Our first priority was to obtain official government maps, if any existed, of the area traversed by the Hubbard and Wallace in 1903; in particular, the route of the explorers between the headwaters of the Susan River, and the Beaver. Central Labrador, we learned, was one of the last areas of Canada to be mapped from the air in the Canadian Government aerial photo surveys conducted by the Royal Canadian Air Force in the post-Second World War period.  In 1973, the only available topographical maps embracing the Susan River and middle Beaver River areas were those in the small-scale 1:250,000 series. Provisional 1:50,000 sheets of the area west of the headwaters of the Susan, showing features of the 1903 Hubbard journey named by Dillon Wallace, such as Ptarmigan Lake, Hope Lake and Disappointment Lake, had been compiled in 1962 by the Surveys and Mapping Branch of the Department of Mines and Technical Surveys from the aerial photographs taken in 1951 and field surveys done in 1959.  But detailed large-scale maps of the area of the Susan and upper Beaver Rivers we intended to inspect from the air--the country that had so sorely tried the explorers in the early stages of their journey, and where Hubbard eventually died--had not yet been published.  It would therefore be necessary to use government aerial survey photographs of 1951 to locate the features shown in Wallace’s rough sketches of 1903.

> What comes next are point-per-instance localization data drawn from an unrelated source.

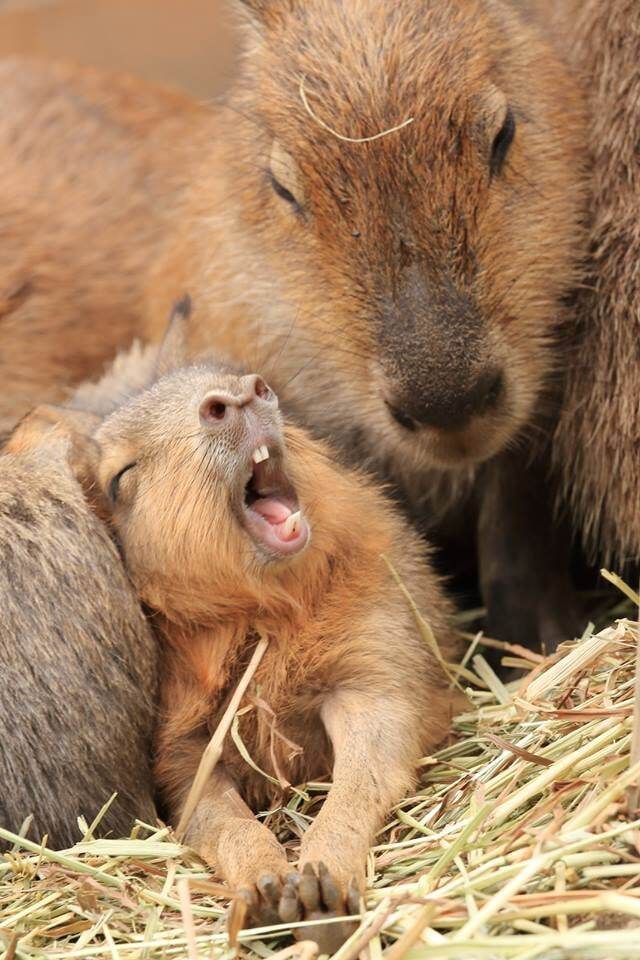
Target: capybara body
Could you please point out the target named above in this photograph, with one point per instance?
(78, 676)
(402, 292)
(406, 290)
(234, 526)
(598, 440)
(90, 167)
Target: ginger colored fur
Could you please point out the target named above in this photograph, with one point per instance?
(91, 165)
(408, 270)
(346, 676)
(599, 434)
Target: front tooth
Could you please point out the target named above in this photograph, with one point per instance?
(292, 525)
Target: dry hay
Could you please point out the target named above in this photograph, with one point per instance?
(519, 844)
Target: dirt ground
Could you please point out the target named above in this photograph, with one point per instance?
(184, 43)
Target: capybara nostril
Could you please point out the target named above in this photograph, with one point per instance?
(257, 387)
(213, 409)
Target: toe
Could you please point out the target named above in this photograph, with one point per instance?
(309, 889)
(331, 893)
(353, 896)
(290, 908)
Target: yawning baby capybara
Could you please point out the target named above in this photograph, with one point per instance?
(233, 524)
(78, 675)
(384, 217)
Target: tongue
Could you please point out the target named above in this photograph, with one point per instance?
(276, 513)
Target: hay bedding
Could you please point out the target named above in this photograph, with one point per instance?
(521, 842)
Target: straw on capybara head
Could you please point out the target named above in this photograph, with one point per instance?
(402, 188)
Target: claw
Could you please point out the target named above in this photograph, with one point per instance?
(290, 909)
(353, 896)
(269, 887)
(309, 889)
(331, 893)
(238, 911)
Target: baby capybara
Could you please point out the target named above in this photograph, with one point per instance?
(78, 675)
(384, 217)
(233, 524)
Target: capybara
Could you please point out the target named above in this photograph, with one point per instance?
(78, 677)
(598, 442)
(234, 524)
(384, 218)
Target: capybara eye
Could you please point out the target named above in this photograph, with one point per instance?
(114, 485)
(502, 142)
(283, 192)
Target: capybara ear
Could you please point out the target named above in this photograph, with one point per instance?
(48, 423)
(173, 349)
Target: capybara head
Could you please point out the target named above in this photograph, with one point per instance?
(409, 173)
(203, 488)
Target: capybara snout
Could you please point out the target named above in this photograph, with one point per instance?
(201, 458)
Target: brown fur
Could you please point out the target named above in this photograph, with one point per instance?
(78, 674)
(409, 275)
(599, 434)
(90, 167)
(409, 271)
(346, 676)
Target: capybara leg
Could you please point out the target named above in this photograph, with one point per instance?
(525, 559)
(374, 756)
(244, 852)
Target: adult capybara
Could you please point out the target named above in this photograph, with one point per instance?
(233, 525)
(598, 440)
(384, 217)
(78, 676)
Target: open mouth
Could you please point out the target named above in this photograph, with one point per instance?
(271, 513)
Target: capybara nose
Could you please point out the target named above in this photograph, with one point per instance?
(254, 387)
(453, 409)
(249, 389)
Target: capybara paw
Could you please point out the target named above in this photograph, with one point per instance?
(314, 894)
(256, 905)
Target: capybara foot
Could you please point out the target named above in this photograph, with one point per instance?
(315, 895)
(256, 905)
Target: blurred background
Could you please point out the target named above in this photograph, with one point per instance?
(190, 44)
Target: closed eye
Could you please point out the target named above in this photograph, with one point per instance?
(283, 192)
(502, 142)
(114, 484)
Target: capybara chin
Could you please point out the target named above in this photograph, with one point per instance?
(405, 286)
(598, 442)
(234, 524)
(78, 676)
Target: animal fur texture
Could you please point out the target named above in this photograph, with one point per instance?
(347, 690)
(419, 275)
(78, 676)
(599, 433)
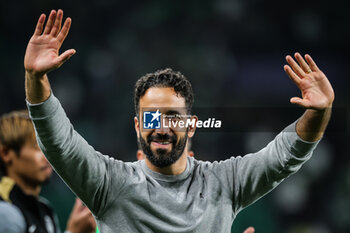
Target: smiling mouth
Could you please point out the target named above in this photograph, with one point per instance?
(161, 143)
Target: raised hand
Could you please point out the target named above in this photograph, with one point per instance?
(42, 54)
(317, 93)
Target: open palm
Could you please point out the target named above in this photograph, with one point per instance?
(42, 54)
(317, 93)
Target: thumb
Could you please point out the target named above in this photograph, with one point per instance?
(64, 57)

My excitement was difficult to contain when I spread out before me ten aerial photographs sent to me by the National Air Photo Library in Ottawa, and zoomed in with my stereoscopic viewer on a spruce-ringed caribou moss clearing close to what I had pinpointed as the junction of Susan River and Goose Creek. The small opening in the forest near the banks of the Susan, I speculated, might well be the actual place where Hubbard spent his last hours, and where stood the long-forgotten inscribed boulder marking the spot.  As it turned out, finding the site of Hubbard’s final camp, on the ground, would prove to be a different matter.  It was at about this time that I made my first disconcerting discovery about the great story of the exploring expedition of Leonidas Hubbard Jr. put together by Dillon Wallace and Frank Copley.  For reasons that no doubt had as much to do with creating an absorbing book as it did to reflecting, in an age before the airplane and modern maps, an exaggerated, but honest, perception of time and dimension, Wallace clearly over-estimated distances, and the size of some lakes.  Hubbard himself, in his diary, estimated the forks of the Susan to be thirty-three miles from Grand Lake.  In fact, the distance was about twenty-five miles. These discrepancies would not be helpful in pinpointing Hubbard’s last camp, and retracing on the ground one of the most difficult legs of the 1903 journey—the Hubbard portage trail from the Susan River to the Beaver River by way of Goose Creek, Mountaineer Lake and Elson Lake.